Easier systems maintenance and upgrades
Transitioning from an on-premise to a cloud-based solution greatly increases the speed of updates and bug fixes because all systems maintenance and upgrades are handled by the vendor. Since all updates are rolled out centrally and at the same time, customers are assured that they are running the latest version of the technology.
Our data analysis platform, MetricsManager™ Pro, is cloud based to ensure that updates and bug fixes are rolled out to all customers as quickly as possible.

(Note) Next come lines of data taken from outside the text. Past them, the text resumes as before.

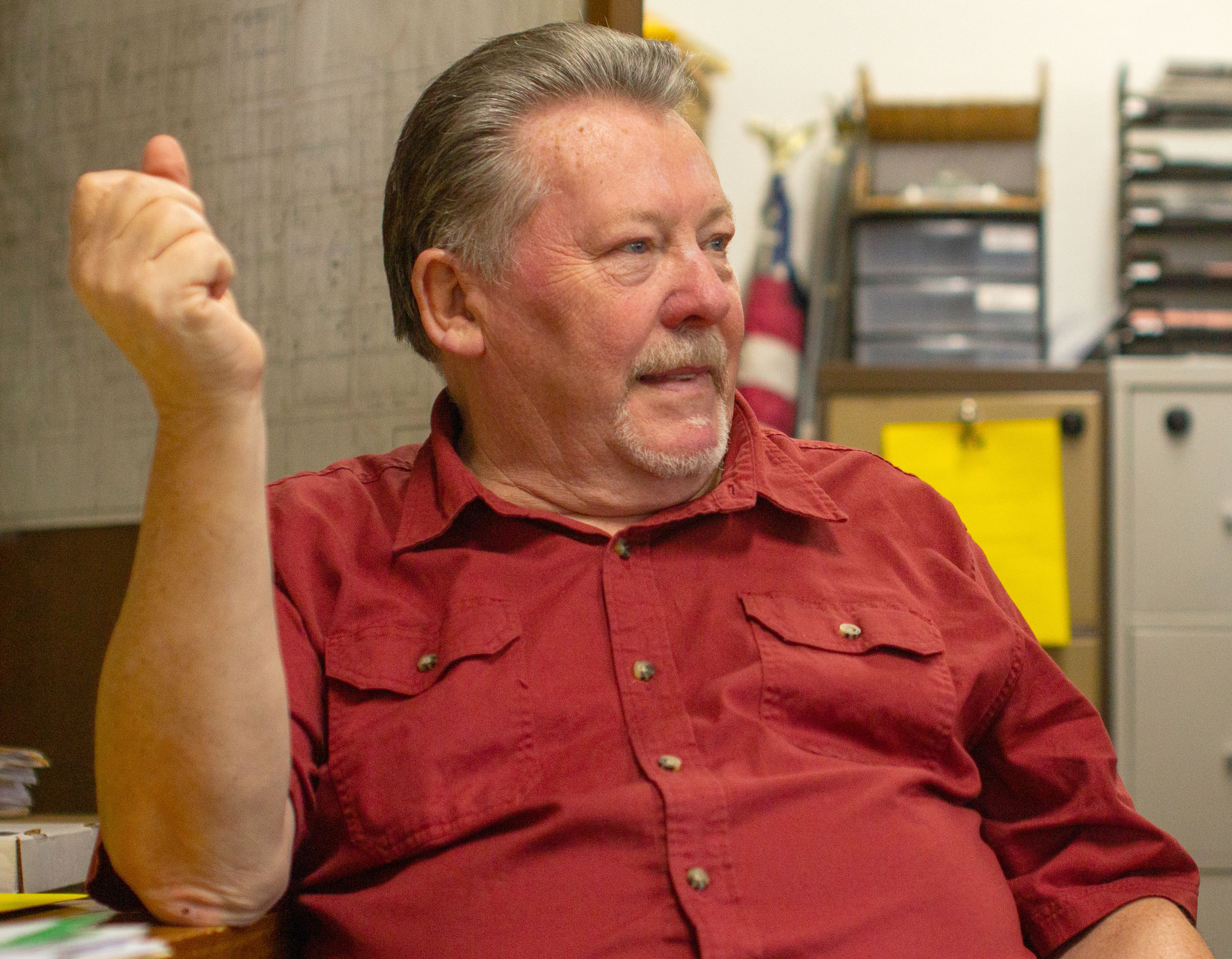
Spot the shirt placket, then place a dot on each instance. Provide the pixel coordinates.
(661, 734)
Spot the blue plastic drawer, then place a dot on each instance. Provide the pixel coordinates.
(947, 349)
(923, 246)
(947, 305)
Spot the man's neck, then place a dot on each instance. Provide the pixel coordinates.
(605, 510)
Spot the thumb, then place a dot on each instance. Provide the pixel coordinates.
(164, 157)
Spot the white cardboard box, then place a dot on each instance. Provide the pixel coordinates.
(38, 856)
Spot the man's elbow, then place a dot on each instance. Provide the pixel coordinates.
(214, 904)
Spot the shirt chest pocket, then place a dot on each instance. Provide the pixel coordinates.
(868, 683)
(429, 728)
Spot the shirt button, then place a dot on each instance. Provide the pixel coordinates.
(644, 670)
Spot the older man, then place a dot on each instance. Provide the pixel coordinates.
(604, 667)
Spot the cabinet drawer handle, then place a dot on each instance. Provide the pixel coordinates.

Any customizations to your software are portable to future versions, so customers will never need to reimplement or re-customize any preset features. With on-premise solutions, any customizations are linked to the current deployment; when it’s time to upgrade the solution, an in-house IT team will need to test and deploy these customizations wherever it’s installed locally. Additionally, customers can easily purchase upgrades, add functionality, or scale up based on usage.
The future is SaaSy
Historically, mining technology companies have relied on one-time sales to catalyze growth and preserve margins. However, with the expansion of connectivity and proliferation of sensors, software, and computing power, it may be time to rethink the traditional mindset. Digitalization provides an enormous opportunity that mines can’t afford to overlook but, in order to achieve widespread adoption, technologies need to be easy to use, impose low initial acquisition costs, and have the support of a site champion and strong customer success team. By reducing costs, improving the user experience, and shifting the focus towards customer success, the SaaS model creates value alignment between mining companies and technology vendors.